Tuesday, August 07, 2012

Obama Administration Kicked Non-Union Pensioners Of Delphi To The Curb Because They Were Non-Union

The Daily Caller had an interesting revelation today about the government bailout of GM and Chrysler that sacrificed the first-in-line rights of bondholders so that union workers could be made whole. Indiana Democrats and their Senate candidate, U.S. Rep. Joe Donnelly, have excoriated Indiana State Treasurer Richard Mourdock because he challenged a bankruptcy settlement brokered by the Obama administration that screwed over Indiana government pensioners whose pension funds had been invested in Chrysler bonds that had preferential rights in the event of a bankruptcy. Mourdock contested a decision that short-changed preferential bondholders, including Indiana's pension benefits, to favor the union workers, essentially turning bankruptcy law on its head. The Daily Caller has obtained e-mails that prove that the Obama administration lied when it told Congress that the independent Pension Benefit Guaranty Corporation had made the decision to terminate the pension plan of 20,000 non-union Delphi workers as part of the deal.
Emails obtained by The Daily Caller show that the U.S. Treasury Department, led by Timothy Geithner, was the driving force behind terminating the pensions of 20,000 salaried retirees at the Delphi auto parts manufacturing company. The move, made in 2009 while the Obama administration implemented its auto bailout plan, appears to have been made solely because those retirees were not members of labor unions . . .

The internal government emails contradict sworn testimony, in federal court and before Congress, given by several Obama administration figures. They also indicate that the administration misled lawmakers and the courts about the sequence of events surrounding the termination of those non-union pensions, and that administration figures violated federal law.

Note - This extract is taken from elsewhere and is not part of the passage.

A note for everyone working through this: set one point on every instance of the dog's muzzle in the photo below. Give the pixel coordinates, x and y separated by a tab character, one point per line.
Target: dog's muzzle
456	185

Delphi, a General Motors company, is one of the world’s largest automotive parts manufacturers. Twenty thousand of its workers lost nearly their entire pensions when the government bailed out GM. At the same time, Delphi employees who were members of the United Auto Workers union saw their pensions topped off and made whole
Essentially, the pensions of non-union workers were deemed expendable while those of union pensioners were deemed sacrosanct. What will Joe Donnelly and the Indiana Democrats have to say about that? I'm guessing not much. They know who butters their bread.